The NISMO features 3.7-liter, V-6 engine with 350 horsepower that produces 270 pound-feet of torque. The NISMO utilizes a high-flow exhaust system and optimized engine calibrations. It goes for just over $43,000.
2014 Nissan 370Z
- Performance: 3.7-liter, V6, 332 horsepower; 3.7-liter, V6, 350 horsepower
- Mileage estimate range: 18-26 mpg
- Price: $29,990 to $44,170
- Warranty: 3 years/36,000 miles; drivetrain: 5 years/60,000 miles; corrosion: 5 years/unlimited
Other than the NISMO, the 370Z remains unchanged from last year’s model. The NISMO changes include a larger front spoiler and rear wing, and several interior alterations.
If the 370Z doesn’t meet expectations, take a look at its competitors, which includes the Chevy Camaro, Ford Mustang, Porsche Cayman, Audi TT, or the Hyundai Genesis Coupe.
The 370Z is definitely quick and fast, and also handles scary good. It’s scary in the fact that it gives the driver the confidence that one can maneuver proficiently in any situation, whether it is a tight turn or wiggling in and out of traffic. Not so cool is the sizable blind spots due to thick rear roof pillars that can make passing a tentative act at times.

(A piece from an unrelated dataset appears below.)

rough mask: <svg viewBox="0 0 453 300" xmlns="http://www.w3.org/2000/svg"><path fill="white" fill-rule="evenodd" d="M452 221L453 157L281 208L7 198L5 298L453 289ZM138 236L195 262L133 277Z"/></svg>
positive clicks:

Like most sports cars, this one is made for driving, not hauling around stuff. Still, it’s roomy for two passengers and the trunk space can be accommodating on a small grocery store run or a trip that doesn’t include much luggage.
With any sports cars, one has to make the ultimate decision: Is this a vehicle you want to utilize on a daily basis? Since the Z has been around for more than 40 years, it’s apparent that enough people are answering that question with a resounding yes.